Evidências científicas demonstram que o desmame precoce é uma das causas mais significativas de morbimortalidade infantil, segundo UNICEF e OMS, e que o aumento das taxas de amamentação exclusiva pode salvar cerca de 6 milhões de crianças a cada ano no mundo. A identificação e o tratamento precoces mudam esse trajeto. É exatamente esse o campo de atuação da fonoaudiologia de bebês : intervir antes que os problemas se instalem, antes que a criança chegue à idade escolar com dificuldades de fala, antes que a família acumule meses de angústia sem compreender a origem das dificuldades.
“No Espaço Bebê e Criança, não são tratados sintomas. São cuidadas histórias, vidas. São intervenções que mudam a saúde do bebê e da criança, mas que também impactam na dinâmica das famílias”, afirma a fonoaudióloga.
Referência em Campinas e reconhecida por famílias de todo o país, incluindo celebridades como Viih Tube e Eliezer, Flávia Puccini está prestes a dar um novo passo. O Espaço Bebê e Criança inaugura uma clínica maior, mais equipada e projetada para se consolidar como o maior centro de referência da infância do interior de São Paulo.
A nova unidade foi concebida para romper com o modelo tradicional de consultório. O ambiente é lúdico e acolhedor, e a proposta é que o próprio espaço físico faça parte do processo terapêutico. A clínica amplia também a abordagem integrativa que sempre esteve no centro da metodologia de Flávia Puccini: fonoaudiólogos,fisioteraupeta,terapia ocupacional, psicologia infantil e outros especialistas trabalhando em conjunto voltado em torno de cada bebê e de cada família, compartilhando informações e alinhando condutas.

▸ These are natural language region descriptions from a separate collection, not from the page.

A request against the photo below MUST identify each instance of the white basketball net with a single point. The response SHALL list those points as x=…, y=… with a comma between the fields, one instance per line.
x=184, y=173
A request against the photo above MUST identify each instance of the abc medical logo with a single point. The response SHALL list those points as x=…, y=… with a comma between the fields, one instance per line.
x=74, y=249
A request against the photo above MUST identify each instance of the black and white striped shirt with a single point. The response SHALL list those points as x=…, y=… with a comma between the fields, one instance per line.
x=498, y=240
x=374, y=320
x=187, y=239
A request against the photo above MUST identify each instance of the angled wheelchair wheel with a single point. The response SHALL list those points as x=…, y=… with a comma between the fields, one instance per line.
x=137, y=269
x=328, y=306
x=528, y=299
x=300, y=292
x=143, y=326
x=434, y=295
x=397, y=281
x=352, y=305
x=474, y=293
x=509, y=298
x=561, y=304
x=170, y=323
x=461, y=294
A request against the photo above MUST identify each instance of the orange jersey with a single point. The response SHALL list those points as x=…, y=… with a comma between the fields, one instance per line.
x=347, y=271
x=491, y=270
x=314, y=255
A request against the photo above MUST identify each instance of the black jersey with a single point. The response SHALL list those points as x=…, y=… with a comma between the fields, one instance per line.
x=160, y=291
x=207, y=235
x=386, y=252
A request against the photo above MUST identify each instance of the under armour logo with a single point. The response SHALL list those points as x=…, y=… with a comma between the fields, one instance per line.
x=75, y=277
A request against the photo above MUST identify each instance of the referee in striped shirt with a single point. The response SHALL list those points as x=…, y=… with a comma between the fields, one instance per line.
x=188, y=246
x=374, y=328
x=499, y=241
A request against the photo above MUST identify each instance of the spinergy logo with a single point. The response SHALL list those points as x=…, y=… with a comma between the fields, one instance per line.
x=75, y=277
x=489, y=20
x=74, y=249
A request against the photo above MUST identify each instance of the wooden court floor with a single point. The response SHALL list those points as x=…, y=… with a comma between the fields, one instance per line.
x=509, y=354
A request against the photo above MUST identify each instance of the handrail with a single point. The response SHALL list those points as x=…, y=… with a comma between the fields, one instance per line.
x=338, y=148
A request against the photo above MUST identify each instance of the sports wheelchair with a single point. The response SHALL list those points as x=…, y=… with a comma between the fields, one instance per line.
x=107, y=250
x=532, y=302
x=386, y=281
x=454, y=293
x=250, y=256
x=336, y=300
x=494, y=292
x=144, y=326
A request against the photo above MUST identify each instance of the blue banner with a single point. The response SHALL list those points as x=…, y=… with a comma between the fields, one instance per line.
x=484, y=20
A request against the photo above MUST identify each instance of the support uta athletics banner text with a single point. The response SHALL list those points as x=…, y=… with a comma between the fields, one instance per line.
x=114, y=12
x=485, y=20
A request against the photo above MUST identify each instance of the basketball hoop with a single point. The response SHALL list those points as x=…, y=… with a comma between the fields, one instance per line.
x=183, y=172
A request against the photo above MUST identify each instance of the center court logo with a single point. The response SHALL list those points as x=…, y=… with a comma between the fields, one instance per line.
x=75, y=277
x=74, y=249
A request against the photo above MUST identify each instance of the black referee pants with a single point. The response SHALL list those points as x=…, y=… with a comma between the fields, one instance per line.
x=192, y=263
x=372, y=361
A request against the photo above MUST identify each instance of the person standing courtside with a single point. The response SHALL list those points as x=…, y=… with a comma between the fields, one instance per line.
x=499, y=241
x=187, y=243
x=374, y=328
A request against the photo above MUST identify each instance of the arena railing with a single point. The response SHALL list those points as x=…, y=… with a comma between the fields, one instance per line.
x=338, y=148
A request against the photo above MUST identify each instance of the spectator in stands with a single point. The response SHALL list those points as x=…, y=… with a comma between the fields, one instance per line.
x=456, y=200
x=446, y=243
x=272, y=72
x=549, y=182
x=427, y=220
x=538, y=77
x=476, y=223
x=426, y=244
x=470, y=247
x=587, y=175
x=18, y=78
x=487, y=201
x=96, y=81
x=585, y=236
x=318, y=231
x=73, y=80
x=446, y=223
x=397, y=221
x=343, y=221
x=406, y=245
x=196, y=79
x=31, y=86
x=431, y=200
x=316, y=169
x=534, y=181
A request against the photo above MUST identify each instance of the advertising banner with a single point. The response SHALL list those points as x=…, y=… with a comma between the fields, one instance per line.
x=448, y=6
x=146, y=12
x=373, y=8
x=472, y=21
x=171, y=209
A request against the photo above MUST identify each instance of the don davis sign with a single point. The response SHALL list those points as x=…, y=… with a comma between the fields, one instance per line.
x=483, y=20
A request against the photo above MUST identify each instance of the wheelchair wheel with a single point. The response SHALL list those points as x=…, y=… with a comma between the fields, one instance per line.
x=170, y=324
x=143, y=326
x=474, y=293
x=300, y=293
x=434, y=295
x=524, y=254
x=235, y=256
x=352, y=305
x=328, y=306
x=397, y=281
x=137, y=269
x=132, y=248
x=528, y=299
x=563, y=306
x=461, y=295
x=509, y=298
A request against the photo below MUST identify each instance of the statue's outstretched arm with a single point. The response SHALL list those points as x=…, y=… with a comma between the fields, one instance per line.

“A fonoaudiologia integrativa parte de uma premissa simples: o bebê não existe sozinho. Existe dentro de uma família, de uma dinâmica, de uma história. Quando se trata o bebê, está sendo tratado esse ecossistema inteiro”, explica Flávia Puccini.
Para além das paredes da clínica, Flávia Puccini lançou o e-book “Primeiras Palavrinhas”, guia prático que capacita mães e pais a identificar os marcos do desenvolvimento da fala e reconhecer sinais de alerta que merecem atenção especializada. A iniciativa responde a uma lacuna real: estudos apontam que a maioria das mães desconhece a fonoaudiologia como área atuante na saúde materno-infantil, o que significa que muitas famílias chegam tarde, quando os problemas já estão instalados e o tratamento é mais longo e complexo.

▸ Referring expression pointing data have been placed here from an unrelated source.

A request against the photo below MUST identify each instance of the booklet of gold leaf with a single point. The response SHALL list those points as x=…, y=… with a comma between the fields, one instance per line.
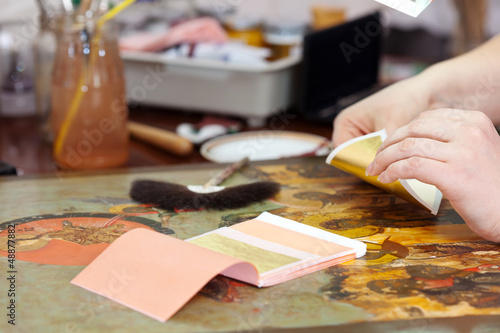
x=355, y=155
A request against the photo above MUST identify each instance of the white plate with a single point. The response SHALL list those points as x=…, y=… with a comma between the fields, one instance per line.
x=264, y=145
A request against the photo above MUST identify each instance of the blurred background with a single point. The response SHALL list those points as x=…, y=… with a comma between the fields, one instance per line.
x=238, y=63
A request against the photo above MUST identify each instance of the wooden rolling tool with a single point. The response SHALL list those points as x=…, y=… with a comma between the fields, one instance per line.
x=160, y=138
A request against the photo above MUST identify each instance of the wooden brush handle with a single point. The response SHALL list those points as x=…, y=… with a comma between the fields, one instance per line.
x=161, y=138
x=226, y=173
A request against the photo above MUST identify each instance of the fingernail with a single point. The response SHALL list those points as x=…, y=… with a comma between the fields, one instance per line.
x=381, y=177
x=368, y=169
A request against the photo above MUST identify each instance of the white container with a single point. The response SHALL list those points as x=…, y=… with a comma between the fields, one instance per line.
x=251, y=92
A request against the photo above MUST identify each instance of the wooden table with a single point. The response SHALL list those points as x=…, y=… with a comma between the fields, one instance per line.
x=422, y=273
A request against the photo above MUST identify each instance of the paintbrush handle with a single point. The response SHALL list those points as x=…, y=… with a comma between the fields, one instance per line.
x=161, y=138
x=226, y=173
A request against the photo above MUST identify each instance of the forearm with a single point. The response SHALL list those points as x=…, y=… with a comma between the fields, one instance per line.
x=468, y=82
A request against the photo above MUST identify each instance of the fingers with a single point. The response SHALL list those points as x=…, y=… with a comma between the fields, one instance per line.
x=408, y=148
x=347, y=128
x=430, y=124
x=426, y=170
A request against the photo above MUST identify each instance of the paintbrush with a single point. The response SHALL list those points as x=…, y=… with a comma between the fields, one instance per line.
x=172, y=196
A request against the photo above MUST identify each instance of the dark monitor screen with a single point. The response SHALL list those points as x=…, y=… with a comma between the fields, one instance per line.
x=339, y=62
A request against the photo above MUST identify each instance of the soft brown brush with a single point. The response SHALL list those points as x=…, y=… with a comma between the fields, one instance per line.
x=171, y=196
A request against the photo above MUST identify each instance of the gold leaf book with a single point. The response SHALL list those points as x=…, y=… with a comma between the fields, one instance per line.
x=157, y=274
x=355, y=155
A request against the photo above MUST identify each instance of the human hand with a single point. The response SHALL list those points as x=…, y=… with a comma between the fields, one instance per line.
x=458, y=152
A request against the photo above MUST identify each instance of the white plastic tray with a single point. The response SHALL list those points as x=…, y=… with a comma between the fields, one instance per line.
x=250, y=92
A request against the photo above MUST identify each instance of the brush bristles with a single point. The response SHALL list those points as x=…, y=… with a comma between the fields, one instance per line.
x=169, y=196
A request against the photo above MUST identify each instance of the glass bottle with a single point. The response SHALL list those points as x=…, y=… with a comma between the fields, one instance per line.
x=17, y=93
x=89, y=112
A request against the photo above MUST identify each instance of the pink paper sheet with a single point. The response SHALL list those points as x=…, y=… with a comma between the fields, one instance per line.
x=137, y=271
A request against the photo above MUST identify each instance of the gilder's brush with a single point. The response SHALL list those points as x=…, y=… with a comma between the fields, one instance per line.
x=171, y=196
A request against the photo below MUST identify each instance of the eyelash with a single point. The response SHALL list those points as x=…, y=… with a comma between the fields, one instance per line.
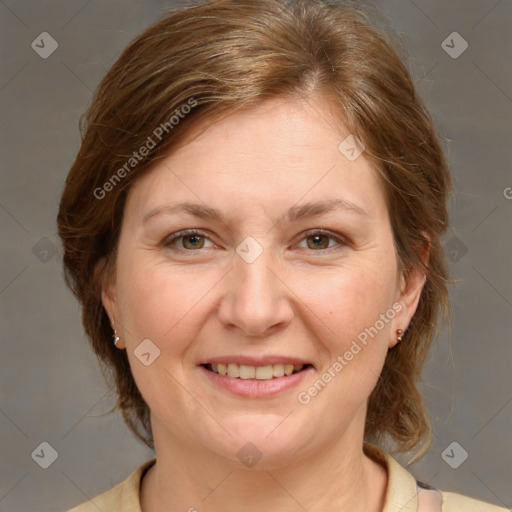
x=312, y=232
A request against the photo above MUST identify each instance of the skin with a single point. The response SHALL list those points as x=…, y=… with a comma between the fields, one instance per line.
x=295, y=299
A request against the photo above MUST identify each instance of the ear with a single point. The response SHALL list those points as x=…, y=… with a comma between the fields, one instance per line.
x=411, y=283
x=107, y=281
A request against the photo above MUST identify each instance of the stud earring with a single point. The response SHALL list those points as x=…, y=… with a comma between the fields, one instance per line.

Quanto mais cedo a família reconhece um sinal, mais rápida e eficaz é a intervenção. E quanto mais eficaz a intervenção, menor o impacto no desenvolvimento da criança e na vida de todos ao redor dela.
Por trás de cada atendimento no Espaço Bebê e Criança há uma dimensão que não aparece em prontuários: o alívio da família que finalmente entendeu o que estava acontecendo com o seu bebê e encontrou um caminho.
“Quando uma família entende o que está acontecendo com o seu bebê, algo muda. A culpa some. A ansiedade diminui. E o vínculo pode se fortalecer de verdade, porque ele não está mais sendo construído sobre o medo de estar errando”, reflete Flávia Puccini.
Essa é a missão central do Espaço Bebê e Criança: chegar antes que o problema vire crise, ouvir o que ainda não foi dito em palavras e cuidar do bebê cuidando, também, de quem o ama.